Heuer hat Freiburg das 600-jährige Bestehen der Fronleichnamstradition gefeiert. Aus diesem Anlass ist ein kleiner Gedenkband erschienen, der über 60 Zeugnisse von Menschen vereint, die ihre Erinnerungen und Gedanken an dieses wichtige Fest im Kirchenjahr teilen. Bernhard Altermatt, Historiker und Grossrat sowie Präsident der Versammlung der kantonalen kirchlichen Körperschaft, gibt hier seine persönliche Perspektive im Rückblick auf die Jugend wieder.
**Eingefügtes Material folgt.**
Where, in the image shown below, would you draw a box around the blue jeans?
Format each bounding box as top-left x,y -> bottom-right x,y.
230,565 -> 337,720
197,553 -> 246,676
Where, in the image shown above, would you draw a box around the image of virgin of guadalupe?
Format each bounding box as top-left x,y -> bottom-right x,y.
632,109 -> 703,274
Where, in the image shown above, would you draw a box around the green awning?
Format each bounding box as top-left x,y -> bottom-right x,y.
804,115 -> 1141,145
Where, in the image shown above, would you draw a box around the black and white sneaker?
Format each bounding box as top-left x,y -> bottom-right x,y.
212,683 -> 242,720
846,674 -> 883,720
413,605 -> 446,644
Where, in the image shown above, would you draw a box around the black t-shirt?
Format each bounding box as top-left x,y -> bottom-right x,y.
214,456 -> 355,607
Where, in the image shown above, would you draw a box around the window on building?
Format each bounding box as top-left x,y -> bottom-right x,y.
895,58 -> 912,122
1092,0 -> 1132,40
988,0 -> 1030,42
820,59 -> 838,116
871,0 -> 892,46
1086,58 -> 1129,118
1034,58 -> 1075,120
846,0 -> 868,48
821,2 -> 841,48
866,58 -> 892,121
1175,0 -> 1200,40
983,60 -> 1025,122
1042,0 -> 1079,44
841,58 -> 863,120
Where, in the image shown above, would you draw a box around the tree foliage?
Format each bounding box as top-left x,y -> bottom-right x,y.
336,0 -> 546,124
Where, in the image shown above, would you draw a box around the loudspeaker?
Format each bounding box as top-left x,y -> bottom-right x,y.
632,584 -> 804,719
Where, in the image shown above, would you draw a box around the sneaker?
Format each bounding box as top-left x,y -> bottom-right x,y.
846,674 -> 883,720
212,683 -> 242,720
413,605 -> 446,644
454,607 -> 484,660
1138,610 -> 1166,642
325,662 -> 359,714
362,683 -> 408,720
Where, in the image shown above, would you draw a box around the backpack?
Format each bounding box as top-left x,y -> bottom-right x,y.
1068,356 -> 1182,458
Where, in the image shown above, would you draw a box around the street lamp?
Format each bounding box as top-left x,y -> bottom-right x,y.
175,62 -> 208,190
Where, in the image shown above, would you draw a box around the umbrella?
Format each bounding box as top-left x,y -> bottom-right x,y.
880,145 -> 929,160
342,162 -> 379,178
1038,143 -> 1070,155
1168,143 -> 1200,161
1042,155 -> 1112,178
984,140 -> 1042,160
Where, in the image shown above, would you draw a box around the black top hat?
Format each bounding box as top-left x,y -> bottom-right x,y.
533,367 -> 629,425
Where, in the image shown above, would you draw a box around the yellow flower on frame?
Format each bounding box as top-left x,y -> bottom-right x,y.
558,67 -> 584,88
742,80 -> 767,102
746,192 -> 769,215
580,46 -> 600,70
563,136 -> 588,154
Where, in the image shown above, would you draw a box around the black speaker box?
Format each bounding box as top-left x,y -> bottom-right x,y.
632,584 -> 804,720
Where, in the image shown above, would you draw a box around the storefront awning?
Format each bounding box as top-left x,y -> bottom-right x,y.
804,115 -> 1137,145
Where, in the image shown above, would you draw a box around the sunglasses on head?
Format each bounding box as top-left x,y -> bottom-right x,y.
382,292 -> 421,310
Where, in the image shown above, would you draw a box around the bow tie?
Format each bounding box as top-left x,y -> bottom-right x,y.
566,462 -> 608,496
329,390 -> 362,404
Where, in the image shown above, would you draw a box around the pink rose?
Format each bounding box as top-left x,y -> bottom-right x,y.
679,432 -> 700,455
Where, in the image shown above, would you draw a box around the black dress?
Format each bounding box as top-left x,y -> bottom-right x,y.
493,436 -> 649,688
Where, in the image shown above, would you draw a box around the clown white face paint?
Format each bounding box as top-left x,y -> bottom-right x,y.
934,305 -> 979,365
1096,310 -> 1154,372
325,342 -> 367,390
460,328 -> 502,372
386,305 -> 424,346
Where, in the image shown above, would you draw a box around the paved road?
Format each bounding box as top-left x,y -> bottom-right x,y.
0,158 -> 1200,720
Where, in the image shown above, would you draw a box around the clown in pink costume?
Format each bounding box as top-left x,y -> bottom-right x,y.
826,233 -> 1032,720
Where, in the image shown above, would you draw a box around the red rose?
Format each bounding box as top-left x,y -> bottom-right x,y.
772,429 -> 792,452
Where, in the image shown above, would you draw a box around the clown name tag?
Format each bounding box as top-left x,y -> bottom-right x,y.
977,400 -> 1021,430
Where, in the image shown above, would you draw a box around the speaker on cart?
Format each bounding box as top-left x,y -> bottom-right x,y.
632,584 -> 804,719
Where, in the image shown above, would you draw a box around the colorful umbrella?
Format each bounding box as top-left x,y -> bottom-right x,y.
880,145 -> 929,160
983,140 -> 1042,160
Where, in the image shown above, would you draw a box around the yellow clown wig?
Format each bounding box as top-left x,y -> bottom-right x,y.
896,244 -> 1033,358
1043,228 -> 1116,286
Die schön bebilderte, zweisprachige Publikation «Fronleichnamsfest Freiburg 1425-2025 Fête-Dieu Fribourg» (hrsg. von den katholischen Pfarreien der Stadt Freiburg) kann via folgenden Link kostenlos heruntergeladen werden: https://bit.ly/fronleichnam600freiburg

Für mich als Stadtfreiburger, ist die Fronleichnamstradition in mein persönliches Bewusstsein eingetreten, als ich mit knapp 16 Jahren Schüler am Kollegium St. Michael wurde. Nicht nur findet das Hochamt traditionsgemäss auf dem grossen Hof zwischen den verschiedenen Schulgebäuden statt, sondern St. Michael bildet auch den Ausgangspunkt der feierlichen Prozession. Als Mitglied der deutschsprachigen Gymnasialverbindung Zähringia am zweisprachigen Collège St-Michel durfte ich in der Prozession mit einer Fahnendelegation, gefolgt von unseren aktiven und ehemaligen Mitgliedern, mitlaufen.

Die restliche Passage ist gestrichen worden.